Reading/Interest Level: Intermediate, Young Adult
Author: J.K. Rowling,Jack Thorne, John Tiffany
Publisher: Arthur A. Levine Books
Estimated Runtime: 5 hours
Number of Characters: 36
Cast Requirements: 15+ male, 11+ female
Time Period: present day
Production Requirements: Extensive and elaborate sets, in-depth and complicated special effects, elaborate lighting and sound needs, extensive costuming, props that appear magical
For those who have grown up reading the Harry Potter series and have always yearned for more, this is nostalgia at its finest. Harry, Ron, and Hermione return along with cameos from almost all other major characters. Harry Potter’s youngest son, Albus, has arrived for his first year at Hogwarts. He is placed in Slytherin house, much to the chagrin of his father. As the years progress, father and son grow apart while Albus worries about living up to his famous father’s reputation. When Albus and his best friend Scorpius, son of Draco Malfoy, learn that a time-turner exists they decide to try to change the past in order to improve their current circumstances. But tampering with time leads to endless trouble. After each of their attempts to change the past, they return to a present that is a completely new and increasingly worse. When Harry and Albus at last begin to resolve their differences and come together they are able to work together to set things right again. And that is the crux of this play: relationships and healing.

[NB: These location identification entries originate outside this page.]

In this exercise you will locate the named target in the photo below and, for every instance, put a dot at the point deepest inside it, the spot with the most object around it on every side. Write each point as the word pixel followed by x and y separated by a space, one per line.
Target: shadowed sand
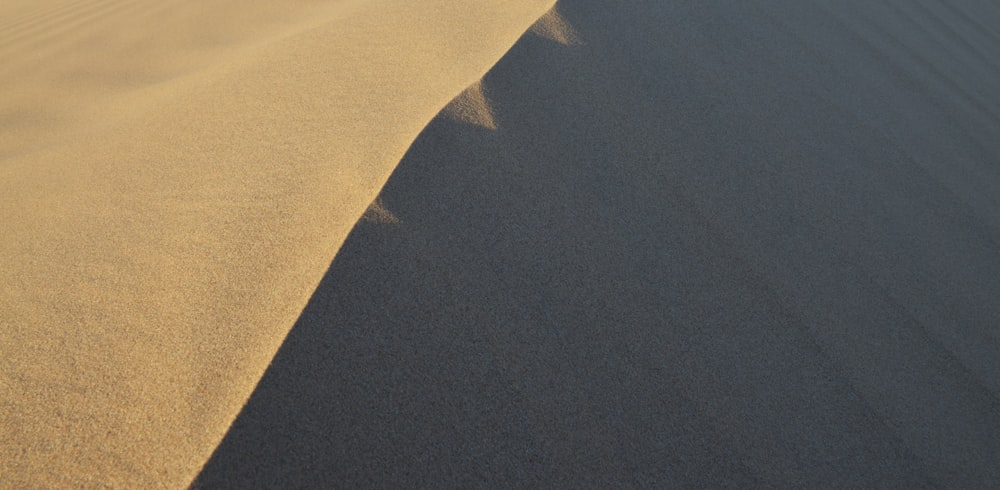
pixel 670 244
pixel 175 176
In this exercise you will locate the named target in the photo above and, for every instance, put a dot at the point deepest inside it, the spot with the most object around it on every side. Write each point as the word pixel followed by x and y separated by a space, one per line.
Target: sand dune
pixel 670 245
pixel 658 244
pixel 175 178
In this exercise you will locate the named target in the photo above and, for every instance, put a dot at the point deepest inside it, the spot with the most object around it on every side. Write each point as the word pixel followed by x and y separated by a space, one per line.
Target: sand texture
pixel 656 244
pixel 175 179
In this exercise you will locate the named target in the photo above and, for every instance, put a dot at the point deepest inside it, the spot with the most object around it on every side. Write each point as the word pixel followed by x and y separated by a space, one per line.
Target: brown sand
pixel 175 177
pixel 660 244
pixel 670 244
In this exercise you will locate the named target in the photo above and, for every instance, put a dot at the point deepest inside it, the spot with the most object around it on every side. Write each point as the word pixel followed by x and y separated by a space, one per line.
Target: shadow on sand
pixel 685 257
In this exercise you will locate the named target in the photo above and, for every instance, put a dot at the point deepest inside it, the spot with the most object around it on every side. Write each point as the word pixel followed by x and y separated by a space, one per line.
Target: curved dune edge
pixel 166 218
pixel 703 244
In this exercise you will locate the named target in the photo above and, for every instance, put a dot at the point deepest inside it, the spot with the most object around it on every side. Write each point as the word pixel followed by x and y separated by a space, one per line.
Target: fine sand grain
pixel 670 245
pixel 175 177
pixel 659 244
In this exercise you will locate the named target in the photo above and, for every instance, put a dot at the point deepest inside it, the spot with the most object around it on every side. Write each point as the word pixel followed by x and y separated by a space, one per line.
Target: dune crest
pixel 554 27
pixel 472 107
pixel 174 179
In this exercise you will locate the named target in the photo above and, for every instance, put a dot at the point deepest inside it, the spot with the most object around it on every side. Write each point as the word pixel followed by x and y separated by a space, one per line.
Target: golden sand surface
pixel 175 178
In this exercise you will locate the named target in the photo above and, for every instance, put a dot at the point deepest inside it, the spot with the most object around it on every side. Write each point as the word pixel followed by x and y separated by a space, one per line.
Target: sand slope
pixel 670 244
pixel 174 179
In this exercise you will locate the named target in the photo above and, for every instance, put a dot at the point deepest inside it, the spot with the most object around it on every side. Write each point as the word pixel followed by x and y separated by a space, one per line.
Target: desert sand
pixel 649 244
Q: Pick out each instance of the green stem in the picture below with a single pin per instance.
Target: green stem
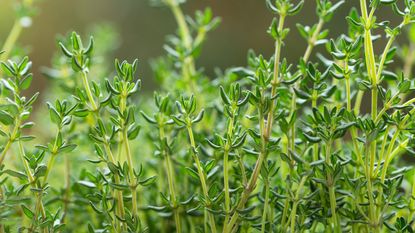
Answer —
(10, 141)
(118, 193)
(132, 179)
(266, 207)
(332, 194)
(202, 178)
(371, 70)
(170, 177)
(296, 202)
(88, 91)
(226, 170)
(231, 225)
(188, 67)
(412, 200)
(312, 41)
(30, 176)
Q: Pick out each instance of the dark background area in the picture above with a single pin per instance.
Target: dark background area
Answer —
(143, 28)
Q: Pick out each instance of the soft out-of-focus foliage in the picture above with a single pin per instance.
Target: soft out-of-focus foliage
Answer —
(266, 147)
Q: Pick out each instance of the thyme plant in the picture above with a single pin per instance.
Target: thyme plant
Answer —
(272, 146)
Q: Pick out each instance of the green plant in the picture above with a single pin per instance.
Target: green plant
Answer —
(269, 147)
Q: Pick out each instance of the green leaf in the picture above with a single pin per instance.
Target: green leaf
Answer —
(67, 148)
(86, 183)
(27, 211)
(6, 118)
(150, 180)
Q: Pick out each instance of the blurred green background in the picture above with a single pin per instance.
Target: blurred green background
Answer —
(142, 30)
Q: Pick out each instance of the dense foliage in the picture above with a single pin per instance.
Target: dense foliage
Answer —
(267, 147)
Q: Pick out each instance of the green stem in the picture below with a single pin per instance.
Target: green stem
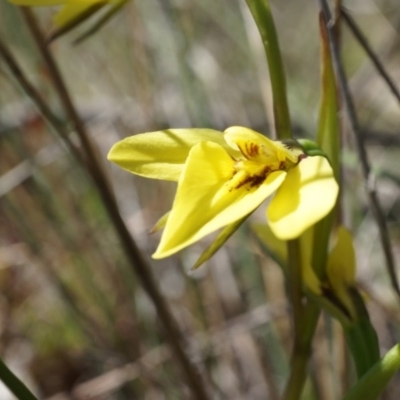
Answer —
(295, 283)
(15, 386)
(261, 12)
(301, 354)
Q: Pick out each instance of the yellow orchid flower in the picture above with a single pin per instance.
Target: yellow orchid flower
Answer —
(223, 177)
(339, 286)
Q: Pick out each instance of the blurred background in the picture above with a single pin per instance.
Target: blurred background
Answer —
(75, 322)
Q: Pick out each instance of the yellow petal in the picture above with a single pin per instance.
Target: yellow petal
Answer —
(74, 12)
(160, 224)
(204, 202)
(307, 195)
(37, 2)
(219, 241)
(162, 154)
(277, 249)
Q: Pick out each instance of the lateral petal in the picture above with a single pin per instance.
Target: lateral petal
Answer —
(204, 202)
(161, 154)
(307, 195)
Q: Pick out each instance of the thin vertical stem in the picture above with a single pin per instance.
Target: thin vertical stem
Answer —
(263, 17)
(362, 153)
(301, 353)
(295, 284)
(137, 261)
(374, 58)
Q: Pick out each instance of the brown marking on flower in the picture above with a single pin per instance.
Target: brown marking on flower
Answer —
(253, 180)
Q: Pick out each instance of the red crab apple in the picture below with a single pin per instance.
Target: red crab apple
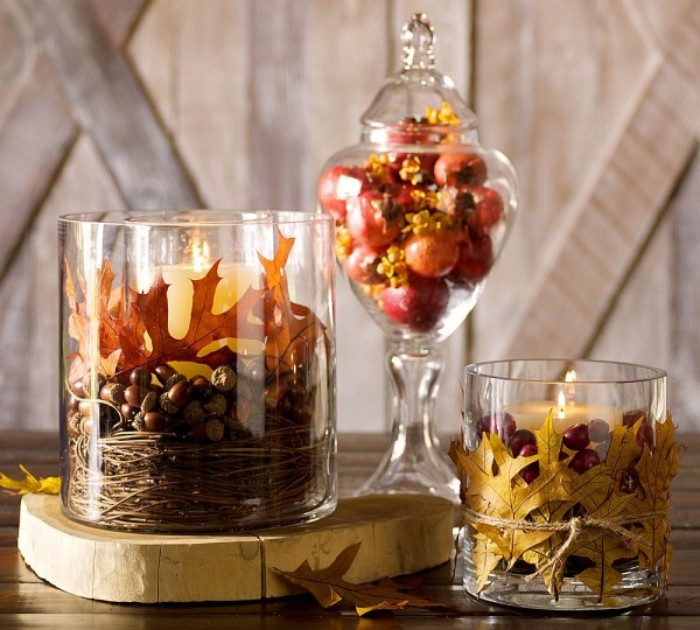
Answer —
(475, 259)
(432, 255)
(372, 219)
(488, 209)
(419, 304)
(460, 168)
(337, 184)
(361, 264)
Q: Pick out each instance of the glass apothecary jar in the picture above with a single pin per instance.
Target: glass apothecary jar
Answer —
(422, 212)
(198, 370)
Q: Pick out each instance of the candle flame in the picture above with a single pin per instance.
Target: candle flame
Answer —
(561, 402)
(200, 256)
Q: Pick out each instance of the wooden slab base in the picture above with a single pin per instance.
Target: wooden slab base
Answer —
(400, 534)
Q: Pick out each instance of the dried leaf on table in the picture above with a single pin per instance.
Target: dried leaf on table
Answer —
(30, 484)
(328, 587)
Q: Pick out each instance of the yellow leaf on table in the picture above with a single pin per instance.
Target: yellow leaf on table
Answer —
(328, 587)
(30, 484)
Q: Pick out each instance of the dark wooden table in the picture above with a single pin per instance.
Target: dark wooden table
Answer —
(28, 602)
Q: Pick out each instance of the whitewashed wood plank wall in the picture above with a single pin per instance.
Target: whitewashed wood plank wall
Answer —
(237, 103)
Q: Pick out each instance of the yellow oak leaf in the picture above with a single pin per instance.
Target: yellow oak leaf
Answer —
(328, 587)
(30, 484)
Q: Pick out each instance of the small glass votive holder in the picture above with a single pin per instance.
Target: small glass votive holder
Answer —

As aforementioned, this performance is suitable for those who grew up reading the books, not the children currently reading them. The play is most suitable for older teens and adults due to the mature themes and intense situations. The script is published together as parts one and two and is indeed two full length plays which are meant to be viewed back to back. Due to the amount of exposition and set-up needed for the story, part two is stronger and more action packed while part one is a bit slow and depressing at times. Many characters are well-developed and most plot points are revealed as the surprises they are intended to be. Some surprises may dash previously held happy perceptions; one major character is suspicious early on and might be guessed at earlier than intended by the authors. The play is currently not licensed for theatrical production and is published as a book for at-home enjoyment. Due to the intense and fantastic production requirements, production by a non-professional theater would be quite difficult.